This news has been making its way around the blogosphere for a few days, and this CNN video reports on the study on so-called “vegetative” patients covers it pretty well. The study in Cambridge showed that 17% of patients assumed to have no brain activity beyond involuntary impulses actually show cognitive understanding using an MRI to map brain responses to questions asked by researchers. None of the 17% had brain injury due to hypoxia, the underlying cause of the injury to Terri Schiavo, whose case became a national political crisis a few years ago, but the implications of this study are still horrific:
I’m reminded of the dialogue in the film The Elephant Man, in which Dr. Treves asserts that John Merrick (actually Joesph Merrick in real life) had to be mentally feeble as a result of his hideous deformities — to which Treves adds something to the effect that he prayed that Merrick was feeble, because the alternative would be torturous.
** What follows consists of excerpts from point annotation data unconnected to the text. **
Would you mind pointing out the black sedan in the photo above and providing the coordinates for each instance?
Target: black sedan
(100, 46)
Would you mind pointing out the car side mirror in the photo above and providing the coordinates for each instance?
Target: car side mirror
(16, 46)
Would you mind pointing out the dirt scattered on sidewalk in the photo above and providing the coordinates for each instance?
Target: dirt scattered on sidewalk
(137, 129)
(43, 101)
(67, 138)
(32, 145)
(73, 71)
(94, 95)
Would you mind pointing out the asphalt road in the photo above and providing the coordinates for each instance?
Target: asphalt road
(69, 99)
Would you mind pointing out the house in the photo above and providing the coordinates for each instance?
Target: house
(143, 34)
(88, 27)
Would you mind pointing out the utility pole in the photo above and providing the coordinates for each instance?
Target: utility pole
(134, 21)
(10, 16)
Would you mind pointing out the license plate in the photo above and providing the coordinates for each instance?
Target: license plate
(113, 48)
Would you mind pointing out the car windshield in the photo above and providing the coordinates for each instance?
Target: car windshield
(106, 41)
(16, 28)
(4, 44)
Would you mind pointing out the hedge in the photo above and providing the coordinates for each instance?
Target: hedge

The new diagnostic ability that this study suggests could mean that patients once dismissed for years as nonresponsive have actually had an interior life without any ability to recognize it or communicate it to the outside world. It could also mean that previous decisions to suspend care may have been made in error, although entirely in good-faith belief that the person inside had utterly vanished.
This could change all of our perceptions on the victims of tramautic brain damage, as well as offer hope for those who remain trapped but conscious inside unresponsive bodies.